Electronic Arts’ next Need for Speed game, Need for Speed Unbound, takes street racing fans to a new open-world city called Lakeshore and features a heavily stylized look. Need for Speed Unbound will be available for PlayStation 5, Windows PC, and Xbox Series X, when it launches Dec. 2, the publisher announced Thursday.
Need for Speed Unbound promises 4K, 60 fps racing. Players will be able to race offline in a single-player campaign, or online with cross-platform multiplayer, as they race, collect, upgrade, and customize streetcars that EA boasts are “the most realistic looking cars in the franchise’s history.”
According to a news release from EA, Need for Speed Unbound will layer on graffiti-inspired visual and sound effects as players race through Lakeshore. Given that this is illegal street racing, players will build up heat and will need to outsmart Lakeshore’s police force, earning “big rewards or even bigger consequences for getting busted.” EA promises hundreds of cosmetic items, including “exclusive licensed gear from some of the world’s pioneering fashion innovators and custom automotive gear companies.”
Need for Speed Unbound features music and creative input from rapper A$AP Rocky and his AWGE creative agency.

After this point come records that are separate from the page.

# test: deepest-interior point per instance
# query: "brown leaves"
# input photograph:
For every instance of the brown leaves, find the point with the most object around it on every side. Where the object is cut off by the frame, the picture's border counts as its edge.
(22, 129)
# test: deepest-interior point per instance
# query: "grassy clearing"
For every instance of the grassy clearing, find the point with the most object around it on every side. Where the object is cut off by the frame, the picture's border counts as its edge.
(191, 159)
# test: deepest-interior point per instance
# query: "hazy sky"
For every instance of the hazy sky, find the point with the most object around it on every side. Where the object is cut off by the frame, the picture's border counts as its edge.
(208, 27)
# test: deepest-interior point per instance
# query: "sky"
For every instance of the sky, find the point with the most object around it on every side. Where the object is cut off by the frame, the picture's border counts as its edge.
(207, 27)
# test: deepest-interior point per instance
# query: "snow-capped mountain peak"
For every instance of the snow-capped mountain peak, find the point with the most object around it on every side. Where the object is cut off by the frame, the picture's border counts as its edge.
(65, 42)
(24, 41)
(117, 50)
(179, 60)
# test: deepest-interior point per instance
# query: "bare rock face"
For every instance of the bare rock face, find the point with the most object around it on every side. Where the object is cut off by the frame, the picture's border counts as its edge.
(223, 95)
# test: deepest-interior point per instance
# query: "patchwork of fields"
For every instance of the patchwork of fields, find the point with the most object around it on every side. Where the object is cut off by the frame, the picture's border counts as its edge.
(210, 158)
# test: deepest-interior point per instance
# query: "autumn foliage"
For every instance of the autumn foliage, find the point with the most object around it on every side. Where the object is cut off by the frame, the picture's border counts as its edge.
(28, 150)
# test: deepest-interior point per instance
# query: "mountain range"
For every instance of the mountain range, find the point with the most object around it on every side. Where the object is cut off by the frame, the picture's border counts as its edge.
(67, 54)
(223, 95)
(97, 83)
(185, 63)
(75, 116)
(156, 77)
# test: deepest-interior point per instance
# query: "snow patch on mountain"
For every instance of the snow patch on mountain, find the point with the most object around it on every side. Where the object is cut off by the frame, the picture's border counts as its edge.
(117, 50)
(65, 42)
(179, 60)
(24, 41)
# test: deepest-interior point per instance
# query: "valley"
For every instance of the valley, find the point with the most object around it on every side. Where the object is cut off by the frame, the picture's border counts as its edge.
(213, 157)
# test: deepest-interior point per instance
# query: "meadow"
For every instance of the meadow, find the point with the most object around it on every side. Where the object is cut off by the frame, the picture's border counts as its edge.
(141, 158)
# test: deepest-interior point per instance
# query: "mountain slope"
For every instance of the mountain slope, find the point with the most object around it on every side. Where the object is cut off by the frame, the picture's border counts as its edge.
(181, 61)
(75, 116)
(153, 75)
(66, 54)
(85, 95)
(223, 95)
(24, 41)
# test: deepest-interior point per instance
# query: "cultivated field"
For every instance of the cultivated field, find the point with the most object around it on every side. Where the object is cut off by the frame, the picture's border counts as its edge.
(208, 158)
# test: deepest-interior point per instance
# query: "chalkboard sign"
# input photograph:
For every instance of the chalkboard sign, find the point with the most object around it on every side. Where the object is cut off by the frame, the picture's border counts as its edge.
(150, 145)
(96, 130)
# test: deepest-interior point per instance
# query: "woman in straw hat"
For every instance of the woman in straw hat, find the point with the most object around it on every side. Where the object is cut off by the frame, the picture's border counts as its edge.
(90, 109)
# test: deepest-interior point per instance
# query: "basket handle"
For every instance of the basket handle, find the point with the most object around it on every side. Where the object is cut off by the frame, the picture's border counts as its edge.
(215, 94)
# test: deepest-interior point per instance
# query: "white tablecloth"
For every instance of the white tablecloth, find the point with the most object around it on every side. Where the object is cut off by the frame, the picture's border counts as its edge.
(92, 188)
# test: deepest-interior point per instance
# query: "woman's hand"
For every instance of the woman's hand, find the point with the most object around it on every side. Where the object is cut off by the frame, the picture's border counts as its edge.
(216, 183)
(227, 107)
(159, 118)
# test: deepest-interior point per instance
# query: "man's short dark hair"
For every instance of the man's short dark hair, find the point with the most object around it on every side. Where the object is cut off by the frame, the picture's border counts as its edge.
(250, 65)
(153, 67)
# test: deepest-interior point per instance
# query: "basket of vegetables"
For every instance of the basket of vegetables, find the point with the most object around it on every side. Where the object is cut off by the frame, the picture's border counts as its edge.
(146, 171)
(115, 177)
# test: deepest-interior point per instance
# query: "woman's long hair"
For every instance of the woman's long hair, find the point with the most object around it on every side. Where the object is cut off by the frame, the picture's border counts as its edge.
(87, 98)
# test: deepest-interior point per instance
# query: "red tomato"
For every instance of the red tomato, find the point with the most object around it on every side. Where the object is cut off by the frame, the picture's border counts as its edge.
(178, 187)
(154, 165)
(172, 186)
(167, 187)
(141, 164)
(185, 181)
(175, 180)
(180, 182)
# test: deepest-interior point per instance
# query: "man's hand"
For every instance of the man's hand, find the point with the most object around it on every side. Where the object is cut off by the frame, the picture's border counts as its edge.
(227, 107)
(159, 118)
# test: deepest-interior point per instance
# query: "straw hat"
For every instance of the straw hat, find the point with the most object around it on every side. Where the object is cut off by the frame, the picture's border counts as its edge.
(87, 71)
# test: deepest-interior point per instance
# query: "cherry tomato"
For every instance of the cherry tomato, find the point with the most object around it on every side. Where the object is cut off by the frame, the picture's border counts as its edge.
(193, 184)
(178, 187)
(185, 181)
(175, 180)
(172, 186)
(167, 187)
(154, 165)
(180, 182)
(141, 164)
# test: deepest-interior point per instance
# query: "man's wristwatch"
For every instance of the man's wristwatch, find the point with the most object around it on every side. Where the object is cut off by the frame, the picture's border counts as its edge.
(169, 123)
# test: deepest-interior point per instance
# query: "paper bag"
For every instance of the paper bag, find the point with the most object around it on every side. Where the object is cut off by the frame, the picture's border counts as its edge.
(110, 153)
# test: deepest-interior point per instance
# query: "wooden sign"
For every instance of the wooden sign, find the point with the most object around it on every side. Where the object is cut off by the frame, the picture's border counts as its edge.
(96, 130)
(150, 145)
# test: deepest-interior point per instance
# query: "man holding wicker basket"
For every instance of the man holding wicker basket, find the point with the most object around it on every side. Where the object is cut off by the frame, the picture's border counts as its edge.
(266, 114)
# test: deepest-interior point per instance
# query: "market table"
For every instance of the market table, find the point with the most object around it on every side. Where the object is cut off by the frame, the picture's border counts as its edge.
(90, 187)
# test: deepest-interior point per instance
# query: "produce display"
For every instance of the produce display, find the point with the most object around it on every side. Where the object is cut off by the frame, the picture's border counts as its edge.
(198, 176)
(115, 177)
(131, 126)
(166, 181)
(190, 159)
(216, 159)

A$AP Rocky appears in-game as the leader of a faction called the Takeover Scene, which is home to a replayable “precision driving mode” that emphasizes style over speed and a mechanic wherein players try to claim areas of Lakeshore for themselves.
Need for Speed Unbound is for current-gen console platforms and PC only, and carries a next-gen price tag: The racing game costs $69.99 for its standard offering, and a deluxe “Palace Edition,” named for its association with Palace Skateboards, includes exclusive content (four custom cars, a clothing pack, driving effect, decals and license plate, character pose and banner artwork) for $79.99.
Developed by Criterion Games (which includes Codemasters Cheshire, which EA acquired in 2021), Need for Speed Unbound was originally envisioned for a 2021 launch, until EA assigned Criterion to support EA DICE with last November’s Battlefield 2042.
The Need for Speed franchise was sent back to Criterion Games after 2019’s Need for Speed: Heat, the last of three titles developed by the now-dissolved Ghost Games. None of the three generated the kind of critical or commercial reception that Criterion’s Need for Speed: Hot Pursuit (in 2010) or 2012’s Need for Speed: Most Wanted delivered.
Over the past 10 years, Criterion Games has mainly been known for supporting DICE on Battlefield 5, Battlefield 2042, and Star Wars Battlefront 2. Its most recent racing titles were the 2018 remaster of the open-world classic Burnout Paradise, and a 2020 remaster of Hot Pursuit.